Mantan Pacar Goo Hara Dijatuhi Hukuman Satu Tahun Penjara

Tim Editor

    Choi Jong Bum (Instagram/@choimonkey)

    Jakarta, era.id - Choi Jong Bum, mantan pacar dari Goo Hara resmi dijatuhi hukuman satu tahun penjara.

    Kasus kejahatan yang dilakukan oleh Choi Jong Bum bermula di tahun 2018. Saat itu pada 13 September sekitar jam 01:00 dini hari, Choi Jong Bum melaporkan Goo Hara ke pihak kepolisian atas tuduhan penyerangan. Sayangnya saat itu Goo Hara justru membantah dan balik melaporkan mantan kekasihnya.

    Lewat laporan banding itu, Goo Hara melaporkan Jong Bum atas kasus pemerasan dengan mengancam menyebarkan video seksnya. Kedua berkas saling lapor ini pun diteruskan ke penuntut atas tuduhan yang terpisah. Dari hasil laporan ini, berkas tuntutan Goo Hara naik ke pengadilan, sementara laporan Jong Bum ditangguhkan sementara.

    Tahun 2019, jaksa mendakwa mantan kekasih Goo Hara atas pelanggaran undang-undang berlapis seperti Hukuman Kejahatan Seksual (merekam bagian tubuh tanpa persetujuan), penyerangan yang menyebabkan luka di tubuh, intimidasi (pemerasan), pemaksaan, dan juga perusakan properti.

    Berdasarkan hasil persidangan pada Agustus 2019, Choi Jong Bum dijatuhi hukuman penjara satu tahun enam bulan, dan ditangguhkan tiga tahun untuk masa percobaan.

    Melihat hasil putusan itu, pria 42 tahun ini mengajukan banding ke jaksa dan pengadilan, yang kemudian proses sidang atas banding itu digelar pada 21 Mei. Dari hasil banding itu dia mengaku bersalah atas tuduhan yang dilaporkan oleh Goo Hara, tetapi membantah sudah memfilmkan video tanpa persetujuan.
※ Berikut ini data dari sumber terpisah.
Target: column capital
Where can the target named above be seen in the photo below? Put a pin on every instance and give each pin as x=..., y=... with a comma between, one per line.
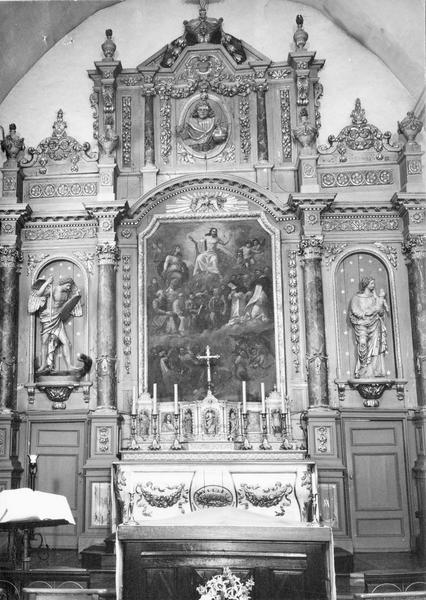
x=311, y=246
x=12, y=219
x=308, y=208
x=108, y=253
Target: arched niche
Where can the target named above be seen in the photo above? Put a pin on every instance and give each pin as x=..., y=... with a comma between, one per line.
x=349, y=273
x=69, y=308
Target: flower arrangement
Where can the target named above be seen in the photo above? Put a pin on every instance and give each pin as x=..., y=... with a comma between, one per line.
x=226, y=586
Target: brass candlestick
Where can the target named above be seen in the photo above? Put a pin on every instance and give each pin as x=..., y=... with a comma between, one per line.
x=133, y=442
x=265, y=445
x=176, y=445
x=155, y=444
x=245, y=444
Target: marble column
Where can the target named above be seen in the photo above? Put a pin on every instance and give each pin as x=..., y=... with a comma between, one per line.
x=106, y=326
x=308, y=208
x=262, y=129
x=107, y=218
x=10, y=257
x=12, y=217
x=316, y=355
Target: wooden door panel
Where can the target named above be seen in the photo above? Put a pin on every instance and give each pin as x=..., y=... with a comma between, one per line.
x=377, y=485
x=60, y=450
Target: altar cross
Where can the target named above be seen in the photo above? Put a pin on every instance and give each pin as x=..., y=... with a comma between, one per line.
x=208, y=357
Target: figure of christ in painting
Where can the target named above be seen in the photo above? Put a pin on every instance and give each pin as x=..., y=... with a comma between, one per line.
x=207, y=261
x=366, y=312
x=167, y=425
x=210, y=422
x=201, y=131
x=54, y=304
x=233, y=424
x=164, y=320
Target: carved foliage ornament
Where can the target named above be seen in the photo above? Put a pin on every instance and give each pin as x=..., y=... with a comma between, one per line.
x=359, y=136
x=58, y=147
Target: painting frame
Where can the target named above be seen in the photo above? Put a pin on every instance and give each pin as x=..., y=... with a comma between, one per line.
x=257, y=219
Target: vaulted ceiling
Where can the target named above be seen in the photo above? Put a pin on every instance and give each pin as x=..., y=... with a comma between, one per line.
x=28, y=29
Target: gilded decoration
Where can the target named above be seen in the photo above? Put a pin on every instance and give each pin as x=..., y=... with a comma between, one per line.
x=285, y=123
x=204, y=127
x=359, y=136
x=59, y=147
x=293, y=293
x=127, y=311
x=357, y=178
x=126, y=130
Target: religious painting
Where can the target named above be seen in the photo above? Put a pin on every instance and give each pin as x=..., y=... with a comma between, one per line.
x=209, y=283
x=203, y=128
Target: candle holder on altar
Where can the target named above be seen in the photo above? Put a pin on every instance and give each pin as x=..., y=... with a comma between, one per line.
x=245, y=444
x=155, y=444
x=133, y=441
x=176, y=445
x=265, y=445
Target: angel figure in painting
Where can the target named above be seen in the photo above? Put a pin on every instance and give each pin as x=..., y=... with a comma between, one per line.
x=55, y=304
x=366, y=313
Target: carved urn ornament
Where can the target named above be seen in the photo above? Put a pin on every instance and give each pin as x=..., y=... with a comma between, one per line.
x=300, y=36
x=108, y=47
x=410, y=127
x=305, y=133
x=12, y=144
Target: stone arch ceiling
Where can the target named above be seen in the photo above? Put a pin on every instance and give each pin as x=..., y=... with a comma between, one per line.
x=392, y=29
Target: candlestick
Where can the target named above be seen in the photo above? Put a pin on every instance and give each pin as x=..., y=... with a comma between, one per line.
x=244, y=398
x=154, y=398
x=175, y=387
x=134, y=401
x=155, y=444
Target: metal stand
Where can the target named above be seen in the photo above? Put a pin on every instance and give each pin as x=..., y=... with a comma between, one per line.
x=155, y=444
x=176, y=445
x=265, y=445
x=245, y=444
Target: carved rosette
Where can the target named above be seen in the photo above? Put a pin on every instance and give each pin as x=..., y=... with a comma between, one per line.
x=311, y=247
x=108, y=253
x=414, y=246
x=10, y=257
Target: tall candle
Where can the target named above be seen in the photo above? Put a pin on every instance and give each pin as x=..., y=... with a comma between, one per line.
x=134, y=401
x=176, y=399
x=154, y=398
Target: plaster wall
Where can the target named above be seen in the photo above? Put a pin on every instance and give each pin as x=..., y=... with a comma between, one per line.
x=141, y=27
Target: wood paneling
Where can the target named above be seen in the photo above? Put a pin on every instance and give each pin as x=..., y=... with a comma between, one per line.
x=377, y=485
x=60, y=449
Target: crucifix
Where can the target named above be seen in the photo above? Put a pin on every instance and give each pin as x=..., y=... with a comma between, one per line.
x=208, y=357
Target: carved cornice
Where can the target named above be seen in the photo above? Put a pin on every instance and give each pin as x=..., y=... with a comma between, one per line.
x=311, y=247
x=240, y=189
x=13, y=218
x=10, y=256
x=59, y=148
x=359, y=136
x=108, y=253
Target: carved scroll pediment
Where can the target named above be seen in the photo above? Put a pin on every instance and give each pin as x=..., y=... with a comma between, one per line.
x=59, y=149
x=359, y=141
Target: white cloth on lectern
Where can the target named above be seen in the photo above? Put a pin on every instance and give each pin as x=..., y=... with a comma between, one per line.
x=24, y=504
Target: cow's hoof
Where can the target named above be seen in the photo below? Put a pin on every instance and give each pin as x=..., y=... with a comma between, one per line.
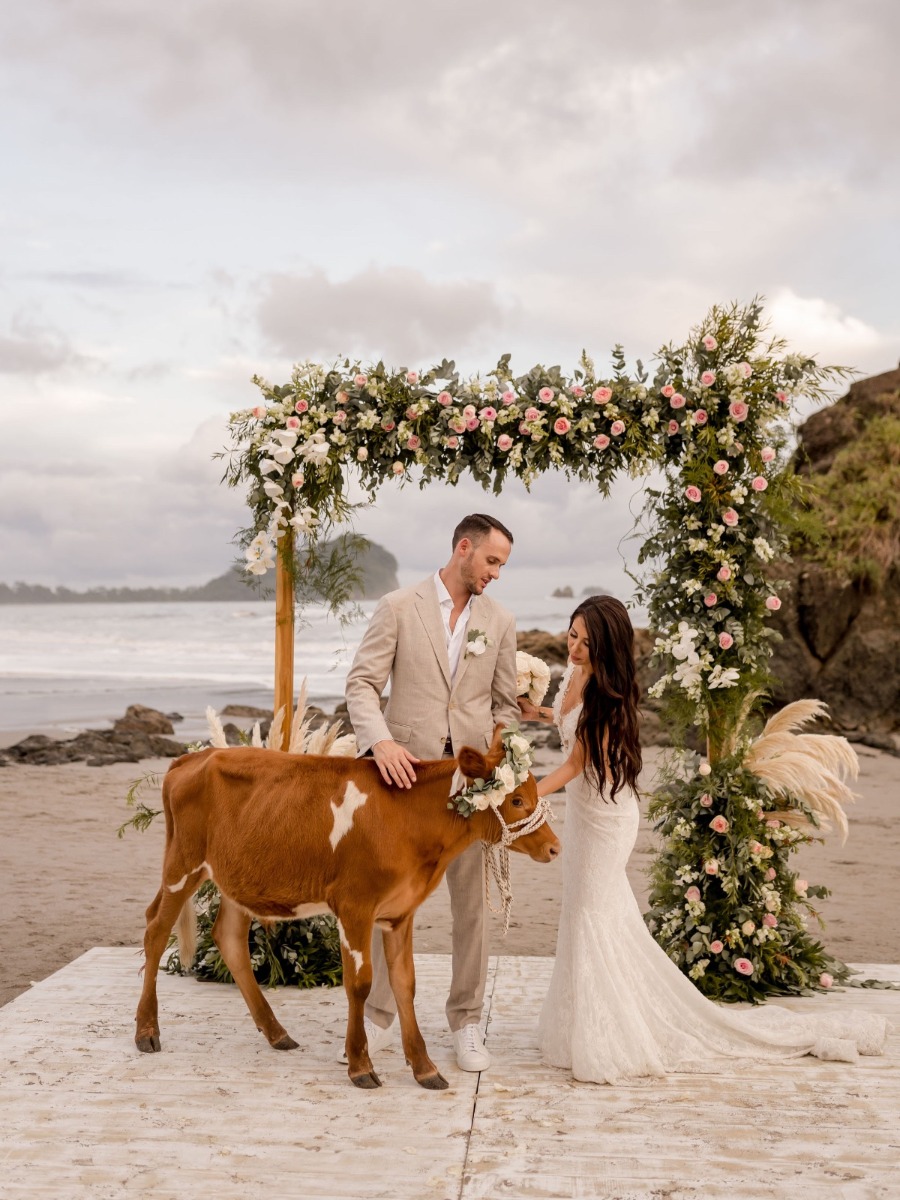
x=435, y=1083
x=369, y=1081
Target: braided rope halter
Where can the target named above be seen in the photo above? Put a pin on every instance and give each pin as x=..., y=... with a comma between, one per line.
x=496, y=855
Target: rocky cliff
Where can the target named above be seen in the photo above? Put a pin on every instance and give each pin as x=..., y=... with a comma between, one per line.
x=841, y=619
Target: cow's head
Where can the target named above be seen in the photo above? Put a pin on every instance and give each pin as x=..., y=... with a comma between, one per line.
x=541, y=844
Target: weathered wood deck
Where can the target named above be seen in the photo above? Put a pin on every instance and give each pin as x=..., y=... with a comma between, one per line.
x=219, y=1114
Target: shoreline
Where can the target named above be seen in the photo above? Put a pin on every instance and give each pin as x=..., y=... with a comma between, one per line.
x=67, y=883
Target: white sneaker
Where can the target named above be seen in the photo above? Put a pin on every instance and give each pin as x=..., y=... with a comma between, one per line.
x=376, y=1036
x=469, y=1045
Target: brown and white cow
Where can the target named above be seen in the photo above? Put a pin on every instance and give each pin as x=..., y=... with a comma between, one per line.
x=288, y=835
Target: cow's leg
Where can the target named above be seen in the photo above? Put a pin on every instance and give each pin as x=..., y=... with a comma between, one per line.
x=399, y=953
x=229, y=934
x=161, y=916
x=357, y=959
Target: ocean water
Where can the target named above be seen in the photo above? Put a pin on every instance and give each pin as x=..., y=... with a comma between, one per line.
x=67, y=667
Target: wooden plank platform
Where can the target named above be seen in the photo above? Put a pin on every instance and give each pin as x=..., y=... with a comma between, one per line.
x=84, y=1115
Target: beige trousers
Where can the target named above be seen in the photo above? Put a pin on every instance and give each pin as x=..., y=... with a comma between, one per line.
x=466, y=881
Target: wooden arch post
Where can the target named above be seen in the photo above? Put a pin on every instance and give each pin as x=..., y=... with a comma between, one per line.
x=285, y=634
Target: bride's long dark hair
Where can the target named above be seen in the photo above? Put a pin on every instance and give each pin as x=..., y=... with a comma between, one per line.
x=609, y=723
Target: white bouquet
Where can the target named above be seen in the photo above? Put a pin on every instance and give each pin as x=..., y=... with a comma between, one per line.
x=532, y=677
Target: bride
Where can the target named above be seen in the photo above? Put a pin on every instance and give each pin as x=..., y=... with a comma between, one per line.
x=618, y=1007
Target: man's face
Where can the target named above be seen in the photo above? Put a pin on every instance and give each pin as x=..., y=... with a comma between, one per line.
x=481, y=562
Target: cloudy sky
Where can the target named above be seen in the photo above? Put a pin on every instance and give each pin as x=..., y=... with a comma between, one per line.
x=198, y=191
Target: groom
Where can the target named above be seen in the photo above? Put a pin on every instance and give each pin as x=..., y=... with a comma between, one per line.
x=449, y=689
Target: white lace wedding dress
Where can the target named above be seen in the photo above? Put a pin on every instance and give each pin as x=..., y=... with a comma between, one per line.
x=618, y=1007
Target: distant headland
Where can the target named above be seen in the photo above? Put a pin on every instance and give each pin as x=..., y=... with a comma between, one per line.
x=377, y=565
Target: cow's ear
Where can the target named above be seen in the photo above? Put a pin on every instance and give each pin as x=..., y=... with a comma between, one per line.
x=473, y=763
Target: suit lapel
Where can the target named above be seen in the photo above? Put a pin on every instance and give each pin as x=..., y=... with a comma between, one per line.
x=429, y=610
x=475, y=616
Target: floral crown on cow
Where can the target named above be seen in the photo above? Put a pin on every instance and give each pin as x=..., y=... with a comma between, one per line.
x=503, y=779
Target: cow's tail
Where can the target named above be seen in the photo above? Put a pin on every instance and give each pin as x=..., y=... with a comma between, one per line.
x=186, y=934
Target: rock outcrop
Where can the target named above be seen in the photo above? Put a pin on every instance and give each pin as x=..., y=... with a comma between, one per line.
x=841, y=636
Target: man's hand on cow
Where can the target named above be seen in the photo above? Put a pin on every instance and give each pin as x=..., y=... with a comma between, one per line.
x=394, y=762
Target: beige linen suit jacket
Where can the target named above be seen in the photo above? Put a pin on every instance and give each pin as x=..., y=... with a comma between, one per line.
x=406, y=643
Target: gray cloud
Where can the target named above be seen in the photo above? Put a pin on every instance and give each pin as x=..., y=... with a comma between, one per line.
x=395, y=312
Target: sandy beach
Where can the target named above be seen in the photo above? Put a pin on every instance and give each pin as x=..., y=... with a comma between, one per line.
x=69, y=883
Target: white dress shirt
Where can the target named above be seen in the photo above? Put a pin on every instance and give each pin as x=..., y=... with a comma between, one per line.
x=455, y=637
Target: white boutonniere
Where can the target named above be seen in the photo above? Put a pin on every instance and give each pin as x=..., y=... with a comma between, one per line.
x=477, y=643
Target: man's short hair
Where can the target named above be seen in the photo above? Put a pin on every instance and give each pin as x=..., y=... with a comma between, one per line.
x=477, y=526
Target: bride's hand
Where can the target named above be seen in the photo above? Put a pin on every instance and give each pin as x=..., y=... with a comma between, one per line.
x=529, y=711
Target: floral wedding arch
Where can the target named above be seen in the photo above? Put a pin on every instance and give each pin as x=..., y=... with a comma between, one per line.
x=714, y=418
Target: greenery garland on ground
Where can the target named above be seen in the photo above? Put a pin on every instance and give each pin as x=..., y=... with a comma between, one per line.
x=715, y=418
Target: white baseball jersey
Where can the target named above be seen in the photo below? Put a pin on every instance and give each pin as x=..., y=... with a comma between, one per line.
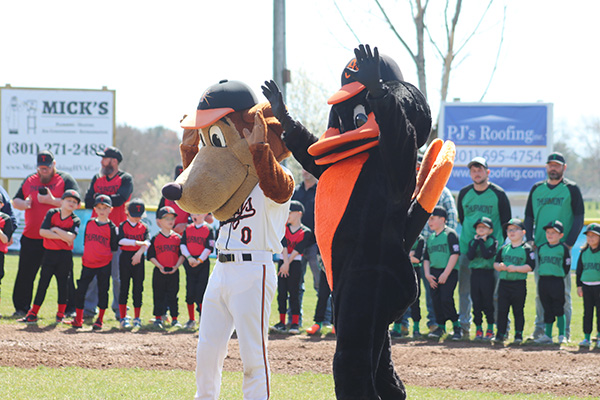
x=259, y=224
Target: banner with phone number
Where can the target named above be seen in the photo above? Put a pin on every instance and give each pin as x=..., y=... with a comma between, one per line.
x=515, y=139
x=72, y=124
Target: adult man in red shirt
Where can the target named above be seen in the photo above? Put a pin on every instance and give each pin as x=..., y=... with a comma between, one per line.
x=38, y=193
x=118, y=185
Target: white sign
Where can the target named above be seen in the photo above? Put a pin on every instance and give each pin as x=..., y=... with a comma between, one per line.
x=72, y=124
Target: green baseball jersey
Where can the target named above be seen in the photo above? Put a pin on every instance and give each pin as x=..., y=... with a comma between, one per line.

    "Hubungan seksual adalah salah satu aspek paling intim dari privasi seseorang dan mengancam untuk mengekspos pembuatan video ini tidak hanya dapat menyebabkan kerusakan psikologis dari korban, tetapi juga merusak mereka," kata hakim saat membacakan putusan sidang, dikutip dari Xsportnews, Kamis (2/7/2020).

    Hasil vonis dari kasus kejahatan Choi Jong Bum diputuskan pada 2 Juli 2020, yang menyatakan dia dijatuhi hukuman satu tahun penjara. Sayangnya hakim tetap menyatakan Jong Bum tidak bersalah atas merekam video tanpa persetujuan.

    "Berdasarkan bukti yang diajukan oleh penuntut, masih suliy untuk mengatakan tanpa keraguan bahwa pembuatan video berlangsung tanpa persetujuan," lanjut hakim pengadilan.

    Hal yang paling menyedihkan dari kasus yang bergulir ini ialah fakta bahwa Goo Hara sudah meninggal dunia dengan cara bunuh diri. Kepergian Goo Hara ini pun terjadi beberapa hari setelah sahabat dekatnya, Sulli meninggal dunia dengan cara yang sama.

    Kasus ini pun diambil alih oleh kakak laki-laki Goo Hara yang menghadiri sidang putusan. Menurutnya hukuman satu tahun penjara dirasa kurang tepat terlebih pelaku dinyatakan tak bersalah atas kasus rekaman.

    "Ketika saudara perempuan saya masih hidup, dia melihat dia dijatuhi hukuman penjara dengan penangguhan, tetapi saya pikir dia akan puas mengetahui bahwa penangguhan itu dicabut hari ini," kata Goo Ho In.

    Dalam sesi wawancara bareng Xsportnews, Goo Ha In menegaskan akan meminta jaksa untuk mengajukan banding dari vonis yang dijatuhi oleh hakim.